# Someone who helped you/tried to help you with your sa



## lilly (Mar 22, 2006)

I can always remember someone who tried to encourage me to overcome my fear of speaking up in the staff-room at tea-time. I was working in a library with a number of overpowering personalities and could never seem to join in on conversations.
One day a friend said to me after yet another failed attempt at speaking up "just keep trying". These are simple words and ones that I keep forgetting. If I can remember this when I'm at the next social thing I don't want to be at at least I may not give up again. It is easy to lapse into thinking if it didn't work the first time you may as well give up.


----------



## Violette (Aug 21, 2005)

I've had a few therapists who've tried to help me, and one sort-of friend. But l've always found it hard to open up about my sa, l'm ashamed of it. It's all locked inside.


----------



## Szattam (Nov 11, 2003)

I know what you mean, it's the little things that help... 

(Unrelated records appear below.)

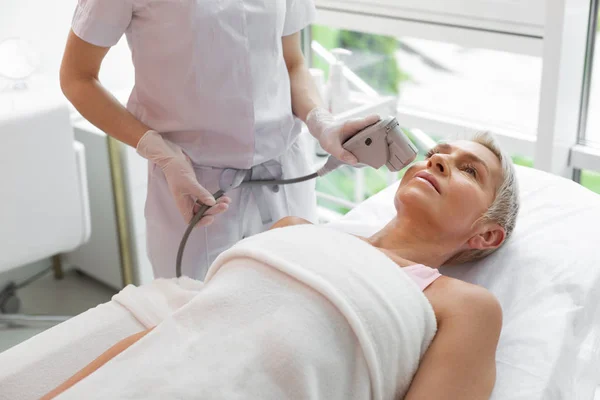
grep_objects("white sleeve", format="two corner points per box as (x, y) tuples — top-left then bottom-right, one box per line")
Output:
(283, 0), (317, 36)
(72, 0), (133, 47)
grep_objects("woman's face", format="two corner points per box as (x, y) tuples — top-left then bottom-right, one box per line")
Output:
(395, 141), (502, 241)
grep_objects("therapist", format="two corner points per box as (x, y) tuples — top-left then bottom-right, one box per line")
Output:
(60, 0), (378, 279)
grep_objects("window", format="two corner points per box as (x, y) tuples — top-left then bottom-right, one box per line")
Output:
(310, 25), (542, 219)
(580, 0), (600, 150)
(579, 170), (600, 194)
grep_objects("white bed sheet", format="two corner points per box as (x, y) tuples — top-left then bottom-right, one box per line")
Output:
(330, 167), (600, 400)
(0, 164), (600, 400)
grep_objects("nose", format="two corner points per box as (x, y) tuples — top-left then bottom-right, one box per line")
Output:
(427, 154), (450, 175)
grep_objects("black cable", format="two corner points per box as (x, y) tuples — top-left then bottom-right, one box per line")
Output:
(175, 172), (319, 278)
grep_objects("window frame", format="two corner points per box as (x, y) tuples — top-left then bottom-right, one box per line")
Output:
(307, 0), (600, 188)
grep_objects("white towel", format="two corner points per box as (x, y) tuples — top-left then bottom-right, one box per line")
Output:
(59, 225), (436, 400)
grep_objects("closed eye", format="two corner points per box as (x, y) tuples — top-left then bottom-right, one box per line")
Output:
(425, 147), (440, 158)
(463, 165), (477, 178)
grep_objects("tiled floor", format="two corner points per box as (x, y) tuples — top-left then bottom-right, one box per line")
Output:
(0, 271), (116, 352)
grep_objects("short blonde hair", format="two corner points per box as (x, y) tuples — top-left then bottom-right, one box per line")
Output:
(446, 132), (519, 264)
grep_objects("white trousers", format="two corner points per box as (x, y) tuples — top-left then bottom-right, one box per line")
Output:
(145, 138), (317, 280)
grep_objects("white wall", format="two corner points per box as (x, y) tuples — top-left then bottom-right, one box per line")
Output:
(0, 0), (133, 91)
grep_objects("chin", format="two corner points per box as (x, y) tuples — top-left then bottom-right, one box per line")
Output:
(394, 187), (435, 219)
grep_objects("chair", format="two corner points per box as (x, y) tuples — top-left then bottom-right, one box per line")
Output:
(0, 90), (91, 327)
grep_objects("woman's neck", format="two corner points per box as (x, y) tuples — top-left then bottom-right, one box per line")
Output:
(366, 218), (448, 268)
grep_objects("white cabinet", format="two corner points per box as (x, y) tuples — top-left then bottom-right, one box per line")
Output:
(66, 120), (153, 290)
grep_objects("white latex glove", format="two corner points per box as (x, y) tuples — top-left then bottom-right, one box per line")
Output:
(306, 108), (381, 165)
(136, 130), (231, 226)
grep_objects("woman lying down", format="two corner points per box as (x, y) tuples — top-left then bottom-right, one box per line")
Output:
(45, 135), (519, 400)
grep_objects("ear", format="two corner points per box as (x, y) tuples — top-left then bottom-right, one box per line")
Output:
(467, 224), (506, 250)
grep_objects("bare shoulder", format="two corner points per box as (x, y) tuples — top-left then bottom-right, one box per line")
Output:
(270, 217), (312, 229)
(425, 276), (502, 331)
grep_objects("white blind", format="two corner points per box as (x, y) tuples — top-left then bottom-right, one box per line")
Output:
(315, 0), (546, 37)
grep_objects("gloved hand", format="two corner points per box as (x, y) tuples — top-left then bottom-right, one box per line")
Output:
(306, 107), (381, 165)
(136, 130), (231, 226)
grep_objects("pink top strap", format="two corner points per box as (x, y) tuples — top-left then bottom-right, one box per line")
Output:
(402, 264), (442, 290)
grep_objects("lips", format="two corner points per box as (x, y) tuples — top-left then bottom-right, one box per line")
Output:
(415, 171), (441, 194)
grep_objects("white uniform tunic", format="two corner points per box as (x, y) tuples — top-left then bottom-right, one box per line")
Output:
(72, 0), (316, 278)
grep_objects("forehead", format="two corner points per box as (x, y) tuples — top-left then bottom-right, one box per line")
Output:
(439, 140), (502, 181)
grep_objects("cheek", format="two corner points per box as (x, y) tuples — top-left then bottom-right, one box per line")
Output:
(445, 181), (487, 222)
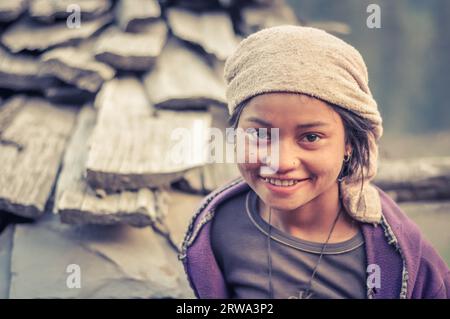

I have this one friend who is extremely outgoing, inspiringly confident, succeeds and excels at anything he tries, yet he's never too cool for anyone. If someone shows signs of self doubt he's right there to support and encourage them. His attitude towards life alone has helped me so much. There are also a few other good friends around me who are very therapeutic.. and a certain gal I met here on SAS who doesn't even know how much she's helped me just by being a good, honest friend. Thanks princess :kiss


----------



## RaveOn (Feb 5, 2006)

I met a fellow SA sufferer online a few weeks back.

We both come from very different backgrounds, have different personalities and a 14 year age difference. Despite all of these factors things have really clicked between us. She is very experienced and knowledgable with regards to SAD. I am new to all of this so her insights and advice have been tremendously helpful for me.

I feel I have made a very good friend. Someone who can offer encouragement and support.


----------



## On the way (Feb 9, 2006)

Plenty of people have tried to help over the years, and I'm very grateful to them -- more than they'll ever know. 

The one example that springs to mind is a man I admire saying to me, "The more I get to know you, the more I like you." It's hard to describe, but that statement really touched my heart, and although it's been many years ago, I still remember it. 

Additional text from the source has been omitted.